It is capable of forming dense populations especially on the banks of water courses and may encroach into moist pasture and grassland (Parsons & Cuthbertson 2001). It is not yet as extensively naturalised or as aggressive as the related Tutsan (Hypericum androsaemum) and St John's Wort, although, without management has the potential to become more problematic (Muyt 2002). Whilst unlikely to establish in regularly cultivated areas, it has demonstrated a capacity to invade pasture in southern Tasmania. Whilst this effect is likely to be limited to poorly maintained pastures, the consequence of land owners failing to control the plant would include a larger source of seed for potential distribution to natural areas.

St Peter's Wort is not commonly described as invasive in natural environments but may displace native riparian species in disturbed situations. Groves et al. (2003) lists it as an environmental weed. It is recorded as a potential threat to one or more native vegetation formations in Victoria (Carr et al. 1992).


St Peter's Wort is a native of Europe, western Asia and northern Africa (Navie 2004). It is frequent throughout the British Isles except for northern Scotland (Stace 1991).
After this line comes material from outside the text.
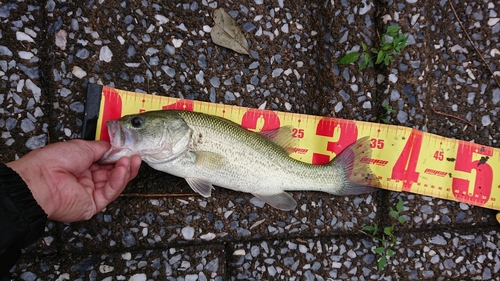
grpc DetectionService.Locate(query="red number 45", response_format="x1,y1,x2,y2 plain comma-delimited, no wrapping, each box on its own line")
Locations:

Early records of St Peter's Wort include a listing in an 1865 catalogue of plants grown in the Royal Society's Garden in Hobart (now Royal Tasmanian Botanical Gardens). It was first recorded in Victoria in 1920 and as naturalised in 1965 (Parsons & Cuthbertson 2001). Records held by the Tasmanian Herbarium indicate that it was first recorded as naturalised in Tasmania in 1982.